Но все же ему не удалось ее обмануть. Как-никак она вырастила и воспитала четырех непохожих друг на друга детей — шестерых, если причислить к ним еще и Тео с его тупоголовым братцем. У нее было особое чутье: она предчувствовала все затеи своих отпрысков, когда те их только начинали задумывать, и особенно в тех случаях, когда их намеревались от нее скрыть.
— Не прикидывайся идиотом, — поморщилась она. — Ты пришел позже… опять. Ты почти ничего не ел, не притронулся к сыру, твой кофе остыл, а последние двадцать минут ты старательно вытаптывал мой ковер и смотрел на часы, как заключенный, который ждет свидания.
— Ба, я поздно обедал, — ответил Тео, пытаясь оправдаться. — Да еще эта проклятая жара. Ну как можно есть пирог с лососиной в таком пекле?
— Я же ела, — возразила она. — Кстати, по такой погоде полезно есть горячую пищу. Она охлаждает кровь.
— Какие глупости!
— Это ты не болтай глупости, — осадила она внука. — Дело не в еде. Дело в тебе. В том, как ты себя ведешь. Ты ведь буквально не в себе с того времени… — Она замолчала и задумалась. Когда Тео перестал быть тем Тео, которого она знала и любила — любила наперекор своей воле, разуму и своим склонностям — последние двадцать лет? Месяц назад? Два? Прежде, во время таких затянувшихся пауз, он обычно наблюдал за ней, думая, что она на него не смотрит, а она все замечала, как замечала его ночные отлучки, торопливые звонки по телефону и то, что он вдруг сильно похудел. — Да что, черт возьми, все-таки происходит? — еще раз спросила она.
Тео улыбнулся, но она не могла не заметить, что улыбка не стерла тревожный блеск его глаз.
— Ба, да поверь же наконец, ничего не происходит! — ответил он таким тоном, каким врач убеждает упрямого пациента.
— У тебя с мозгами все в порядке? — напрямик спросила она. — Если да, то я хотела бы напомнить тебе, что в состоянии помутнения рассудка нельзя успешно управлять делами.

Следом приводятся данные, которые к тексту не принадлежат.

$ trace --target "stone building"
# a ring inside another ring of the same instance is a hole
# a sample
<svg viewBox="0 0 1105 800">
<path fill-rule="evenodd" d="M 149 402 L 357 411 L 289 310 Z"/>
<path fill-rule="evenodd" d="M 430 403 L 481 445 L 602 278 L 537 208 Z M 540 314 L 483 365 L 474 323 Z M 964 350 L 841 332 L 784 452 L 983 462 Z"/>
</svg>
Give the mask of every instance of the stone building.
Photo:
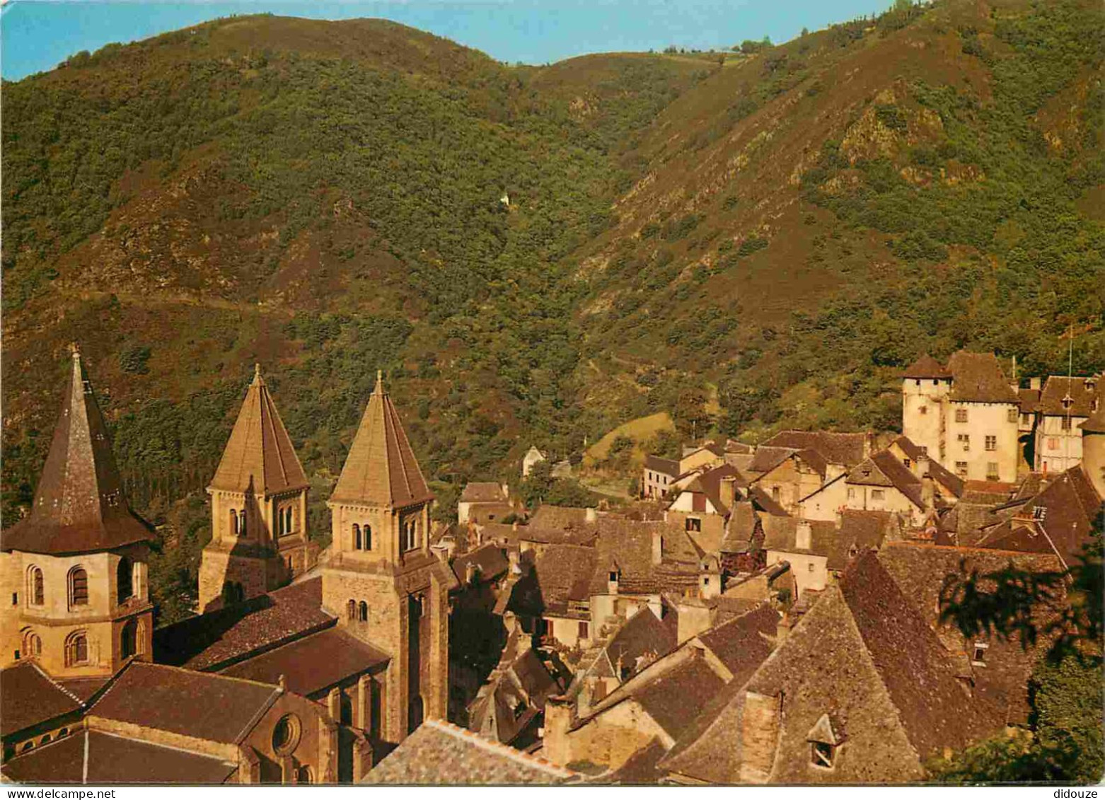
<svg viewBox="0 0 1105 800">
<path fill-rule="evenodd" d="M 1098 376 L 1048 378 L 1036 403 L 1036 472 L 1065 472 L 1082 461 L 1082 423 L 1101 404 L 1099 380 Z"/>
<path fill-rule="evenodd" d="M 1020 409 L 991 352 L 925 355 L 903 373 L 902 432 L 962 480 L 1017 481 Z"/>
<path fill-rule="evenodd" d="M 314 566 L 307 488 L 257 365 L 208 486 L 211 541 L 200 566 L 201 610 L 264 594 Z"/>
<path fill-rule="evenodd" d="M 112 441 L 73 348 L 69 386 L 31 513 L 3 531 L 0 664 L 107 677 L 150 657 L 150 527 L 127 505 Z"/>
</svg>

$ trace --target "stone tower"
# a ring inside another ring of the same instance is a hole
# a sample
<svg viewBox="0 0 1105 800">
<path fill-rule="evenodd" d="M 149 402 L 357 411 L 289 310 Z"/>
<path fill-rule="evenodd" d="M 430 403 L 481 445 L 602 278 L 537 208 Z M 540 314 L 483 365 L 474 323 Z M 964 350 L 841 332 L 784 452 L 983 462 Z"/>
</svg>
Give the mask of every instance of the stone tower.
<svg viewBox="0 0 1105 800">
<path fill-rule="evenodd" d="M 152 538 L 127 505 L 107 427 L 74 345 L 34 506 L 4 531 L 0 546 L 0 663 L 32 657 L 54 677 L 83 677 L 114 674 L 131 659 L 149 661 Z"/>
<path fill-rule="evenodd" d="M 1105 499 L 1105 387 L 1094 398 L 1096 406 L 1090 419 L 1082 423 L 1082 469 L 1097 495 Z"/>
<path fill-rule="evenodd" d="M 902 378 L 902 432 L 943 464 L 951 372 L 926 354 Z"/>
<path fill-rule="evenodd" d="M 391 662 L 378 727 L 401 741 L 423 718 L 444 718 L 449 697 L 448 565 L 430 552 L 430 504 L 391 399 L 376 389 L 327 505 L 330 555 L 323 568 L 323 606 L 346 631 L 385 650 Z"/>
<path fill-rule="evenodd" d="M 211 541 L 200 565 L 200 610 L 263 594 L 309 569 L 307 477 L 257 365 L 208 486 Z"/>
</svg>

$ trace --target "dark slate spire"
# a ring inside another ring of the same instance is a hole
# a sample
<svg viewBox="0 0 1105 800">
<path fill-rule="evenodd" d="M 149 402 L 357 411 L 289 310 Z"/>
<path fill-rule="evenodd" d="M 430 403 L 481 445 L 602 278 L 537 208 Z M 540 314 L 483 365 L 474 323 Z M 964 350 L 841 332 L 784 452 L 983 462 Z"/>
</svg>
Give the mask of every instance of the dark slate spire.
<svg viewBox="0 0 1105 800">
<path fill-rule="evenodd" d="M 31 514 L 3 534 L 3 550 L 86 552 L 152 539 L 123 496 L 112 440 L 73 345 L 73 371 Z"/>
</svg>

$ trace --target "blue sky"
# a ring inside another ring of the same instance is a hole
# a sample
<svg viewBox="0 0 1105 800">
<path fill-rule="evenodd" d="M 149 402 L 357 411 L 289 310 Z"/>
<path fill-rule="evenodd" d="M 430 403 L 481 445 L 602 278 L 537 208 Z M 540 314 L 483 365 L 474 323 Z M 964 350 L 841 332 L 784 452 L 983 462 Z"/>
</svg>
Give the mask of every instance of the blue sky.
<svg viewBox="0 0 1105 800">
<path fill-rule="evenodd" d="M 314 19 L 382 17 L 448 36 L 499 61 L 543 64 L 582 53 L 725 48 L 780 42 L 807 27 L 882 11 L 891 0 L 8 0 L 0 11 L 0 73 L 10 81 L 53 69 L 81 50 L 230 14 Z"/>
</svg>

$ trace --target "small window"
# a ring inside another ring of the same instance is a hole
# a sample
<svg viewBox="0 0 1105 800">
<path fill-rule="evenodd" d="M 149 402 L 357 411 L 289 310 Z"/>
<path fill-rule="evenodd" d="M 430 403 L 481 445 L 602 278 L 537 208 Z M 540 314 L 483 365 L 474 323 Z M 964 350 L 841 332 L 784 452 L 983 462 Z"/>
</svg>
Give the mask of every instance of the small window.
<svg viewBox="0 0 1105 800">
<path fill-rule="evenodd" d="M 810 743 L 810 764 L 822 769 L 832 769 L 836 758 L 836 748 L 824 741 Z"/>
<path fill-rule="evenodd" d="M 986 651 L 990 649 L 990 645 L 986 642 L 975 642 L 975 649 L 971 653 L 970 661 L 975 666 L 986 666 Z"/>
</svg>

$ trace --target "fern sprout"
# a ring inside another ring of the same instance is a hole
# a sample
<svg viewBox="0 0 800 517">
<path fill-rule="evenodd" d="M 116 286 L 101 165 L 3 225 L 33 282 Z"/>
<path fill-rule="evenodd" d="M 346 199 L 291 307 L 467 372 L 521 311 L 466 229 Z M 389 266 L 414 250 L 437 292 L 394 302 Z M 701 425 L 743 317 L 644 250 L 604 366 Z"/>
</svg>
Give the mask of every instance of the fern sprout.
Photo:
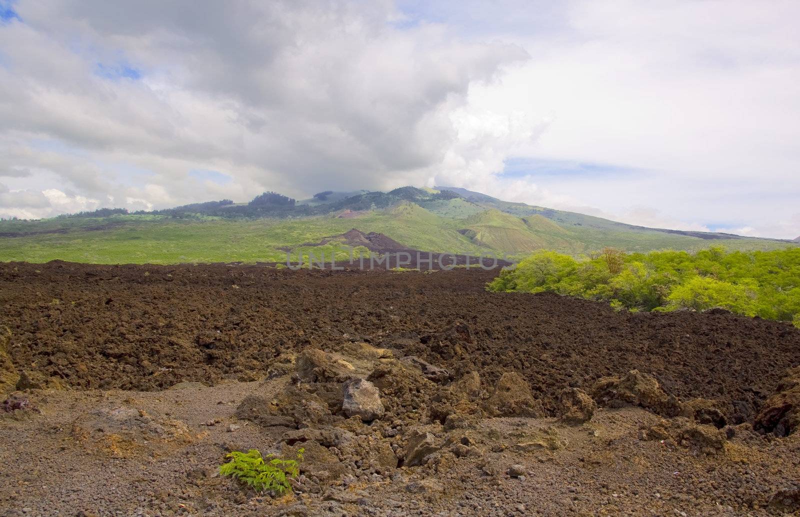
<svg viewBox="0 0 800 517">
<path fill-rule="evenodd" d="M 234 451 L 226 456 L 230 461 L 220 465 L 219 473 L 232 475 L 256 491 L 272 491 L 281 495 L 290 488 L 289 480 L 300 474 L 299 462 L 304 451 L 302 448 L 298 451 L 295 459 L 282 459 L 270 454 L 265 460 L 258 449 Z"/>
</svg>

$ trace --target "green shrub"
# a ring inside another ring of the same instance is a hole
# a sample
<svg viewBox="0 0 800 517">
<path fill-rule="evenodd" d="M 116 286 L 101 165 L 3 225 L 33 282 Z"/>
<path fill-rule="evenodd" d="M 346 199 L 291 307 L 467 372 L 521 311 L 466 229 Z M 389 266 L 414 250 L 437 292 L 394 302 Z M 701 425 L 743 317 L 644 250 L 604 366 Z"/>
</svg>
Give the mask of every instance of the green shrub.
<svg viewBox="0 0 800 517">
<path fill-rule="evenodd" d="M 800 248 L 728 253 L 716 247 L 694 254 L 606 249 L 582 260 L 539 251 L 502 271 L 487 288 L 557 292 L 608 301 L 618 310 L 722 307 L 800 327 Z"/>
<path fill-rule="evenodd" d="M 230 461 L 219 466 L 222 475 L 232 475 L 254 490 L 262 492 L 273 491 L 278 495 L 286 491 L 289 481 L 300 474 L 300 463 L 304 449 L 298 451 L 296 459 L 282 459 L 273 455 L 264 461 L 258 449 L 247 452 L 234 451 L 227 455 Z"/>
</svg>

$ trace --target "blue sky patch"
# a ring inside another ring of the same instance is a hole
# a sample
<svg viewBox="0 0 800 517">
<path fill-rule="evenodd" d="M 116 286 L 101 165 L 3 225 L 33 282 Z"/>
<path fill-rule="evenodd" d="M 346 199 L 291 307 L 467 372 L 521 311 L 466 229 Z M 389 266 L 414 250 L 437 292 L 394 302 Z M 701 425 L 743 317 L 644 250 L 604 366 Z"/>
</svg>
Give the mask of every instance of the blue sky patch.
<svg viewBox="0 0 800 517">
<path fill-rule="evenodd" d="M 230 183 L 234 178 L 216 170 L 195 169 L 189 171 L 189 175 L 202 181 L 213 181 L 217 185 Z"/>
<path fill-rule="evenodd" d="M 641 169 L 610 164 L 571 161 L 566 160 L 542 160 L 538 158 L 510 157 L 503 162 L 498 177 L 586 177 L 626 176 L 642 173 Z"/>
<path fill-rule="evenodd" d="M 119 78 L 132 79 L 136 81 L 142 78 L 142 72 L 129 66 L 128 65 L 119 64 L 114 66 L 98 63 L 94 67 L 94 74 L 106 79 L 116 80 Z"/>
<path fill-rule="evenodd" d="M 13 2 L 2 2 L 0 0 L 0 22 L 4 23 L 11 20 L 22 21 L 22 18 L 19 18 L 19 14 L 11 6 L 13 3 Z"/>
</svg>

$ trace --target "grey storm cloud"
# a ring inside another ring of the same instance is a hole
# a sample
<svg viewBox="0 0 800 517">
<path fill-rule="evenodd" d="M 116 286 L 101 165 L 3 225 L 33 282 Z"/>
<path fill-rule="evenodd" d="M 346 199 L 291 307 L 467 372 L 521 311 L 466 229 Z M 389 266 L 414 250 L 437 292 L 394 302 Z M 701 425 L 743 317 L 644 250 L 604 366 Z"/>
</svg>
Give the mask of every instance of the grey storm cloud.
<svg viewBox="0 0 800 517">
<path fill-rule="evenodd" d="M 21 21 L 0 29 L 18 49 L 0 70 L 0 131 L 134 160 L 176 199 L 201 165 L 251 188 L 383 186 L 440 162 L 470 84 L 529 57 L 442 26 L 399 29 L 388 2 L 15 8 Z M 108 193 L 92 169 L 70 180 Z"/>
</svg>

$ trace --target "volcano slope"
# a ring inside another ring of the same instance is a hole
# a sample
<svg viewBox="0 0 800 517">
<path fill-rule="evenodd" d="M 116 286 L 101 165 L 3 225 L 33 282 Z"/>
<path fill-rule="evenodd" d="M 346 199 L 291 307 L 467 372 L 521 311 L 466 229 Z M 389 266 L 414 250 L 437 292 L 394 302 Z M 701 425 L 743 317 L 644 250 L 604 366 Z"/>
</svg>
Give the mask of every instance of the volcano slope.
<svg viewBox="0 0 800 517">
<path fill-rule="evenodd" d="M 494 274 L 2 264 L 0 509 L 800 511 L 800 330 Z M 367 421 L 343 408 L 358 378 Z M 300 447 L 280 498 L 217 474 Z"/>
</svg>

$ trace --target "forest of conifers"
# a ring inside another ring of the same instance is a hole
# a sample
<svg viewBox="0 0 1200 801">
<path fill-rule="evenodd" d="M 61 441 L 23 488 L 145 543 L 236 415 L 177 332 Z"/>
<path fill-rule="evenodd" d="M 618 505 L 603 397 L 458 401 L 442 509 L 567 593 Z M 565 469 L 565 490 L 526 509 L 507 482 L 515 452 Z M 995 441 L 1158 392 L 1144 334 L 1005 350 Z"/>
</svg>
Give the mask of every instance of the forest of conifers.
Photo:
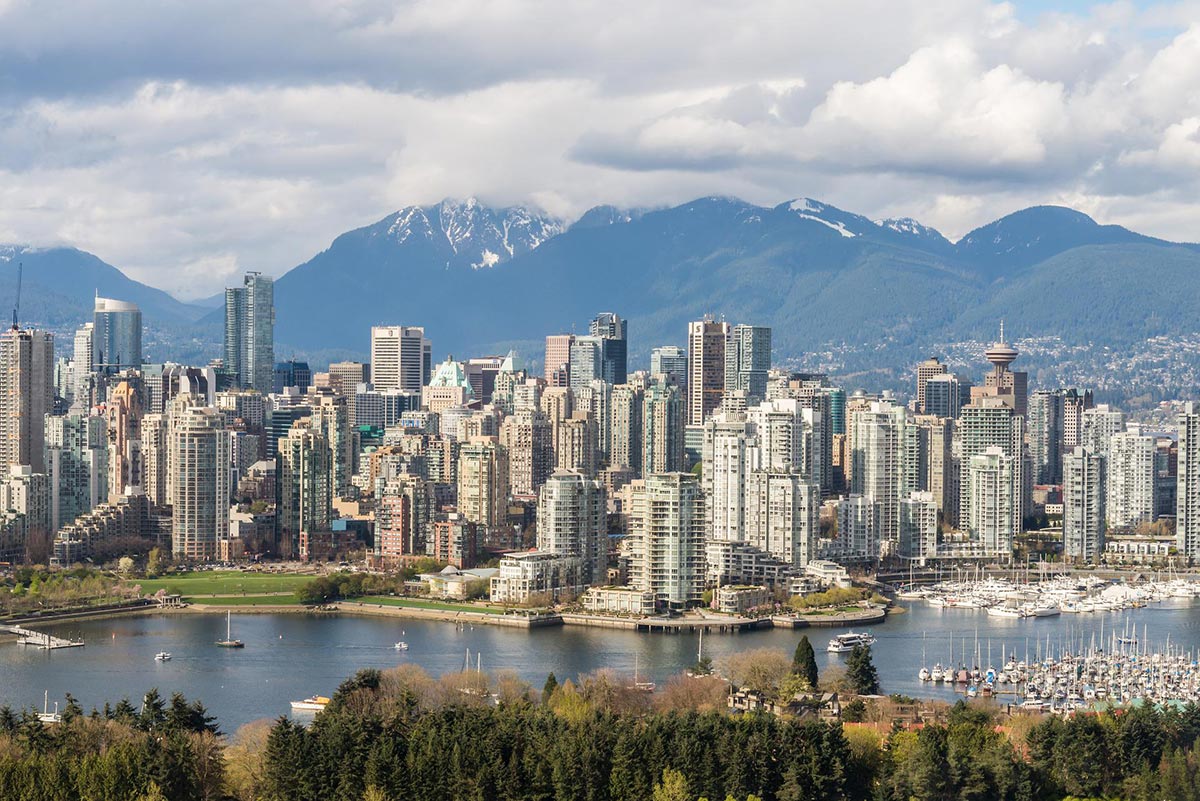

— Да все нормально! Я думаю о нашем бизнесе: о том, как обустроить пирс, о том, сколько мы потеряем, если Джерри Де Витт не закончит ресторан к августовским праздникам. — Он плюхнулся на стул, словно припечатывая таким образом свои слова. Сцепил пальцы рук, сжал ладони коленями и перечислил ей все, на чем в эти дни было сосредоточено его внимание.
А она продолжала, словно не слышала ни слова из того, что он сказал:
— Размягчение мозгов может все погубить. И если ты намереваешься это оспорить, то я в качестве аргументов приведу три имени: Стивен, Лоренс, Ульрика. Все они большие специалисты в области обмана.
Она заметила, как задрожали его веки над внезапно сузившимися глазами, и это ее обрадовало. Она и хотела нанести удар ниже пояса, поэтому была довольна тем, что удар оказался чувствительным. Его брат, отец и тупоголовая мамаша — вот что это была за троица. Все они лицемеры, и все они в конечном счете были лишены наследства, из-за чего должны были бороться со всем миром за существование. Двоих из них уже не было на свете, а третий… Кто знает, чем кончит Стивен Шоу в этом гадючнике, каким стал Голливуд?